Тут можно было бы сказать об антисемитизме Достоевского, но Бог бы с ним, с антисемитизмом! Истинная трагедия заключается в другом. Да, Достоевский, предугадал чуму XX века – он предугадал коммунизм. Но не предугадал холеры XX века – он не предугадал фашизма. Ведь у него были под конец жизни почти леонтьевские убеждения: он был уверен, что твёрдая государственная власть и насаждение церковности способны спасти от русской карамазовщины, от чрезмерностей, от страшных этих интеллектуальных и моральных загибов, от подполья.

Из шигалёвщины, из знаменитой тетрадки Шигалёва, легко, конечно, сделать диктатуру, сделать абсолютную тиранию, но ведь тиранию можно сделать и из единовластия, и из монархии, и из вертикали. Поэтому Достоевский, спасаясь от одной крайности, с неизбежностью впадает в другую. Вот в этом, может быть, и заключается самый страшный урок его творчества.

И ещё одно из страшных убеждений Достоевского (оно есть уже и в «Преступлении и наказании») – это то, что без горнила страстей невозможна святость; не пройдя через искушение, через страшные соблазны, не согрешив радикально, невозможно покаяться. Бог у него обнаруживается в бездне. Но в бездне-то Бога нет, в бездне совсем другие сущности водятся. И, конечно, заветная мысль Достоевского о том, что Раскольников может стать солнцем. «Станьте солнцем – и все к вам потянутся», – говорит ему Порфирий. Какое же солнце может получиться из Раскольникова?

Даже Людмила Сараскина, которая относится к Достоевскому с восторгом, пониманием, любовью, я бы даже сказал – с некоторым апологетическим, почти сакральным чувством, тем не менее понимает, что Раскольников значительно проигрывает Свидригайлову. Свидригайлов – человек гораздо более нравственный, у нас нет доказательств, что он убил жену свою Марфу Петровну или по крайней мере свёл её в гроб. Зато совершенно очевидно, что Раскольников-то убил четверых: старуху, Лизавету, ребёнка Лизаветы в её чреве и собственную мать, которая умерла от горя. А – в этом-то и ужас – для Достоевского прощение для такого персонажа возможно – и возможно именно потому, что он переживает очистительные страдания, что он может этой бездной очиститься.

Пожалуй, в этом же смысле для Достоевского не потерян и Ставрогин.

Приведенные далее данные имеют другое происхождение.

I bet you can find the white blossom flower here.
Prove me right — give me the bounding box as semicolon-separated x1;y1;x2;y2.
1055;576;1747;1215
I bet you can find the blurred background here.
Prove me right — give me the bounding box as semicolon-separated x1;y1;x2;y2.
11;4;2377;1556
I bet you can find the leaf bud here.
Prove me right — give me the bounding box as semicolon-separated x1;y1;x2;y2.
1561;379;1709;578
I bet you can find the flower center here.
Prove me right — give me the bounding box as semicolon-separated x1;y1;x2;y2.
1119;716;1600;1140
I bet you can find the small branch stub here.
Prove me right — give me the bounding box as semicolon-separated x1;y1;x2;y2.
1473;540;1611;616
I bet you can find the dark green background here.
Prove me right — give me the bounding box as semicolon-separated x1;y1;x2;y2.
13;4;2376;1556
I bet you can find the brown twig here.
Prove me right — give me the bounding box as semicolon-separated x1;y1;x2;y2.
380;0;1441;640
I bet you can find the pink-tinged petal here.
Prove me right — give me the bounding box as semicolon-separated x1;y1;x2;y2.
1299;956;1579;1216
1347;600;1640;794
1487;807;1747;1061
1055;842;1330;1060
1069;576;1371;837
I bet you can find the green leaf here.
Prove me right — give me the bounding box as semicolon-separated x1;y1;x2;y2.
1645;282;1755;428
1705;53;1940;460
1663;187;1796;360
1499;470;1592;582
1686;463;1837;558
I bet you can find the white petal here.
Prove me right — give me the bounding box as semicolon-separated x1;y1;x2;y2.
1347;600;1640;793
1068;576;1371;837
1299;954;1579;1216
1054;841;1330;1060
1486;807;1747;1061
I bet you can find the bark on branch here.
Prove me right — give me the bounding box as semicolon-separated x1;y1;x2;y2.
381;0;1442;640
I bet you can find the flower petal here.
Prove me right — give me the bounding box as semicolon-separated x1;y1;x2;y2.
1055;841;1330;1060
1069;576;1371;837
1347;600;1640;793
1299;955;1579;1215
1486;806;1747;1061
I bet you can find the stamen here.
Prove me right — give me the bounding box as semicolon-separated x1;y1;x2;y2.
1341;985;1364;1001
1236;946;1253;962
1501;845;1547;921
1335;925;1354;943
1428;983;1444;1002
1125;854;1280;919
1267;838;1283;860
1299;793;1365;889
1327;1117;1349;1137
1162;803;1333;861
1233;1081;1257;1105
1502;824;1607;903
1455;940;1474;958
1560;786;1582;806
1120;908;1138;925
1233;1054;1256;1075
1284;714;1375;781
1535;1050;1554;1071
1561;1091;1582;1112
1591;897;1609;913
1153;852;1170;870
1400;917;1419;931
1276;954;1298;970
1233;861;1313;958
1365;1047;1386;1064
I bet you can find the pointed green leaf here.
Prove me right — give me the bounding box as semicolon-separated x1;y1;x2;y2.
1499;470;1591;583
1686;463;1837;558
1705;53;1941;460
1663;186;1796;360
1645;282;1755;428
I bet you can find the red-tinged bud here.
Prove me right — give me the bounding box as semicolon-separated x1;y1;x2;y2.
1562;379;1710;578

Сама мысль о том, что в русское революционное движение он приводит Ивана-царевича, Николая Ставрогина, – эта мысль чрезвычайно глубокая. Достоевский понимает, что главная опасность русского движения и вообще русского тоталитаризма лежит не в Верховенских – не в мелких, плоских и пошлых организаторах террора. Главная опасность лежит в таких людях, как Ставрогин, которые не чувствуют нравственных границ, которые живут в обстановке нравственного помешательства, всё время пытаются нащупать пределы своего Я и ради этого идут на любые преступления – вплоть до детоубийства, вплоть до растления ребёнка.

Конечно, Ставрогин – человек с тавром, человек заклеймённый, это понятно (а не только «stavros» – «несущий крест»). Но мы не можем отрицать и того, что Достоевский, как и Раскольниковым, этим героем любуется, что его привлекает эта беспредельность сил, в отличие от Европы, в которой ничего беспредельного давно уже нет, а торжествует рацио. И вот упоение этой беспредельностью – этой элементарной невоспитанностью души – это в Достоевском не менее страшно.

Что касается полифонии, о которой говорит Бахтин. Мне кажется, что полифония – скорее случай Тургенева, у которого никогда нет окончательного вывода. А Достоевский слишком часто берёт читателя за шиворот и тычет мордой в единственно правильную мысль. Он великолепный разоблачитель фальши и лицемерия – достаточно вспомнить «Село Степанчиково и его обитателей»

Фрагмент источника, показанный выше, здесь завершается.